Guanlin menarik tangan Jihoon untuk ikut berlari bersamanya dan Woojin. Meski ogah-ogahan, tapi bocah perempuan itu tetap menuruti Guanlin untuk ikut berlari. Jantung Seongwoo hampir copot saat Woojin nyaris tersandung batu ketika berlari. Bocah lima tahun itu malah terkikik dan menantang Guanlin untuk lomba lari sampai di ujung kampung.

"Heh! Jangan lari-lari nanti jatoh!" Seongwoo segera menghampiri dua bocah laki-laki beda usia itu dan mencegahnya untuk berlarian lagi. "Kalo lari-lari lagi gak Abang beliin jajan. Kakak Jihoon aja yang Abang beliin," ancamnya. Hal itu sukses membuat Guanlin dan Woojin mengurungkan niat untuk lomba lari. Mereka berdua kini malah berjalan di sisi Seongwoo dengan bergandengan tangan dan Jihoon di tengah.

Ketika mereka hampir sampai, tiga bocah itu langsung berlarian dan berebut masuk ke dalam Alfamart. Mereka bahkan tidak menghiraukan lagi teriakan Seongwoo yang mengingatkan mereka untuk tidak lari-larian.

Jihoon langsung berdiri di depan rak tinggi berisikan berbagai macam cemilan. Mulai dari kripik kentang, kripik singkong, kacang, dan teman-temannya. Mata bocah perempuan itu berbinar senang. Ia meraih kripik singkong ukuran besar rasa rumput laut dan memeluknya erat.

Seongwoo memerhatikan Guanlin dan Woojin yang memandangi deretan minuman dingin di dalam kulkas-kulkas besar. Woojin berusaha membantu Guanlin membuka kulkas yang pintunya terlalu besar untuk mereka buka sendirian. Sambil menyunggingkan senyum kecil, Seongwoo berjalan ke arah mereka dan membukakan pintu kulkasnya.

Guanlin meraih dua minuman botol berbentuk Pororo warna biru dan merah. Woojin juga mengambil dua kotak susu rasa pisang. Ia menimbang-nimbang apakah ia harus mengambil yang rasa stroberi juga. Pada akhirnya ia mengembalikan satu kotak yang berasa pisang dan mengambil satu yang rasa stroberi.

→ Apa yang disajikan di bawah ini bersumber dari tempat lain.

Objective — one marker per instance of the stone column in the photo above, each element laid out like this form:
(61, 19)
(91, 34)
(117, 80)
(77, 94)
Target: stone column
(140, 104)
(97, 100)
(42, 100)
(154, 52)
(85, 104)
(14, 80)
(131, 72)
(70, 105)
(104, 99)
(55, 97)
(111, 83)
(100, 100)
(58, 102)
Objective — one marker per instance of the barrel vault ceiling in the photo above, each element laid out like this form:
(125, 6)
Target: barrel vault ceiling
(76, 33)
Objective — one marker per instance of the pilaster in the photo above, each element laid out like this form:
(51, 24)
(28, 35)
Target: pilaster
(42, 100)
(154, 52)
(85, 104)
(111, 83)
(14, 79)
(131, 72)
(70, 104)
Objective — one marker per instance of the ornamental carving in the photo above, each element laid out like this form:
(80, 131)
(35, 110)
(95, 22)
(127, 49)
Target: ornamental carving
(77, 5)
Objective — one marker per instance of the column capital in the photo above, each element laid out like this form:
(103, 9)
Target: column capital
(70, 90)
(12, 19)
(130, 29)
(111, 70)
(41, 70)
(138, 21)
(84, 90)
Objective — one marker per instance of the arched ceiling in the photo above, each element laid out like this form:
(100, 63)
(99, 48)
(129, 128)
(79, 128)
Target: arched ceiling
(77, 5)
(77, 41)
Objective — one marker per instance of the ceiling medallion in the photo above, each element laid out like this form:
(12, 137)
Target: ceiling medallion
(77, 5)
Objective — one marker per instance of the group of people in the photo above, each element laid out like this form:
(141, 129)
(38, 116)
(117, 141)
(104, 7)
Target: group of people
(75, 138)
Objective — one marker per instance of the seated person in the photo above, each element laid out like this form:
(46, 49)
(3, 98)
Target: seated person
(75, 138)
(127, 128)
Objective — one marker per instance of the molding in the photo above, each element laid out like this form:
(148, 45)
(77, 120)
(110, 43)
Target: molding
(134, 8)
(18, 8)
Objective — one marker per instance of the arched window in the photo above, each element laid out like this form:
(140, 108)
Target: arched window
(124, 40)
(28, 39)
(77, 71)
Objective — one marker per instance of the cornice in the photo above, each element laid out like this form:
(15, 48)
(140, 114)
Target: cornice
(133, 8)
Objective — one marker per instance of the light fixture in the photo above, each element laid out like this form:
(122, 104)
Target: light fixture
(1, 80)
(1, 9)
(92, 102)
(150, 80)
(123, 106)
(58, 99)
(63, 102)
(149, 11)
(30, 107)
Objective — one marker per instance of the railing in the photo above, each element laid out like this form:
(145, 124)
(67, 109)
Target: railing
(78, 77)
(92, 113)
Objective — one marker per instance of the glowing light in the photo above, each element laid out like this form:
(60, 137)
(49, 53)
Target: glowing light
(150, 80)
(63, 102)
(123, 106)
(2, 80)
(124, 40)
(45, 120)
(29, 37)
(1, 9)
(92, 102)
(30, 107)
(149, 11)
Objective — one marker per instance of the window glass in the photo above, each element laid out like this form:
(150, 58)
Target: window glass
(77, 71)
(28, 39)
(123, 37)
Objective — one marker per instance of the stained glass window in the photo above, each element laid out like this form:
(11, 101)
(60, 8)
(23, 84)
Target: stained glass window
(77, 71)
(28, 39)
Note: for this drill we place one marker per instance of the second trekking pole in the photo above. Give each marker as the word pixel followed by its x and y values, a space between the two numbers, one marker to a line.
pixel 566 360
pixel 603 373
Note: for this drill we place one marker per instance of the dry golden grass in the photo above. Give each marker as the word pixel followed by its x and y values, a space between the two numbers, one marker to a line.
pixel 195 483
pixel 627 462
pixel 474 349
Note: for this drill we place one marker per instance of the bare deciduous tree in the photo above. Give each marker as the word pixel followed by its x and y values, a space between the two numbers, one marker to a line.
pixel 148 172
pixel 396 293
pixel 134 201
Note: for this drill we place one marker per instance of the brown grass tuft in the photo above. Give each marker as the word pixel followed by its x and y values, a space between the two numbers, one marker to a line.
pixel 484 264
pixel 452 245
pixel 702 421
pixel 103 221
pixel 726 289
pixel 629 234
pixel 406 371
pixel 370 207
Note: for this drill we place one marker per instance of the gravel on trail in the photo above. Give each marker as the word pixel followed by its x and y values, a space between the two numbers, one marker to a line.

"Udah? Itu aja?" tanya Seongwoo setelah menutup pintu kulkas. Guanlin mengangguk. "Boleh beli lagi?" Woojin bertanya.

"Ya boleh lah."

Lantas keduanya berlarian ke rak makanan ringan yang tadi dikunjungi Jihoon. Seongwoo terkejut ketika balik dari tempat minuman dan menemukan Jihoon yang membawa keranjang belanja warna merah sedang menjulurkan leher mengamati tumpukan es krim dalam lemari penyimpanan. Dalam keranjang belanja yang dibawa Jihoon ada tiga makanan ringan dengan ukuran besar.

"Jihoon, belinya banyak banget?" Seongwoo menghampiri Jihoon di depan lemari penyimpanan es krim.

"Abang, aku mau es krim." Jihoon mendongakkan kepala menatap Seongwoo. Matanya yang memelas membuat Seongwoo jadi tidak tega untuk menolak. "Boleh, tapi balikin dulu itu jajannya. Jangan banyak micin nanti bego," jawabnya.

"Tapi aku mau yang rumput laut, Bang. Yang sapi panggang juga. Aku belum nyobain rasa yang itu." Jihoon memandang Seongwoo dengan raut wajah memelas. Seongwoo hampir goyah karena Jihoon terlalu lucu untuk ditolak. "Gak, jajannya satu aja. Nanti kamu gak bisa ranking satu kalo banyak makan micin."

"Ya udah yang dua aku balikin, tapi beli es krim ya. Yang besar."

Tanpa menunggu respon Seongwoo, Jihoon langsung kembali ke lorong makanan ringan dan mengembalikan dua bungkus besar kripik ke tempat semula.

Guanlin membawa satu bungkus permen kapas dan dua botol minuman Pororo. Ia menghampiri Jihoon dan menaruh miliknya dalam keranjang belanja yang dibawa Jihoon.

Woojin juga menaruh dua kotak susunya ditambah dua bungkus biskuit cokelat ke dalam keranjang belanja Jihoon. Bocah perempuan itu mengeluh berat dan menyuruh Woojin untuk membawa keranjangnya, sedangakan dirinya mengambil es krim yang dijanjikan Seongwoo tadi.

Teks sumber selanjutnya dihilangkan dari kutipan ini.